Juice of half a lime
1 part Scotch Whisky
1 bottle ginger ale (or ginger beer)
1 lump ice

Add everything to the glass. Stir well and serve.

Stone Fence

This is another one of those classic recipes that is so simple it’s a wonder we don’t still have it in our everyday drinking vocabulary. Especially now that alcoholic ciders are so easy to find in every liquor department. I’ve even seen a variation of this beverage sold at the local renaissance fair using fireball whisky and Woodchuck cider but it works no matter what brands you choose.


(Use a pint glass)

1 wine glass of bourbon or rye whisky
1-2 lumps of ice
Cider (preferably sweet)

Add whisky and ice to glass, fill the balance with cider. Stir well or let the fizz of the cider do the stirring.

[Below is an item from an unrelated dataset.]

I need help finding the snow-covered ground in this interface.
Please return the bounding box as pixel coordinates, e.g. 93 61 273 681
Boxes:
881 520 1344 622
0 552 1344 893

Just a note on glasses. I have purposefully suggested the simplest types of glassware for these drinks. Sure you can be as specialized as you’d like, but when it comes to speakeasies and prohibition, how fussy were they, really. The point was being able to drink the bootleg booze without gagging, or losing your sight. As long as it wasn’t served directly from the still, that’s good enough for me!

See you in the past!

Works Cited

Down the Hatch: Drinks as They Are Mixed by the Famous "Paul" of REMOS. New Orleans, LA, 1920.

Fitchett, Joe. About Town, Recipes Gathered from the Vancouver Club, 1925.

Giggle Water, Including Eleven Famous Cocktails of the Most Exclusive Club of New York as Served before the War When Mixing Drinks Was an Art. New York: C.S. Warnock, 1928.

Hopkins, Albert A. Home Made Beverages, the Manufacture of Non-Alcoholic and Alcoholic Beverages in the Household. New York, NY: The Scientific American Publishing Company, 1919.

Kuenzle, and Streiff. One Hundred and One Drinks as They Are Mixed. Manila, Philippines, 1921.

MacElhone, Harry. Harry of Ciros A B C of Mixing Cocktails: over 300 Cocktail Recipes. London: Odhams, 1921.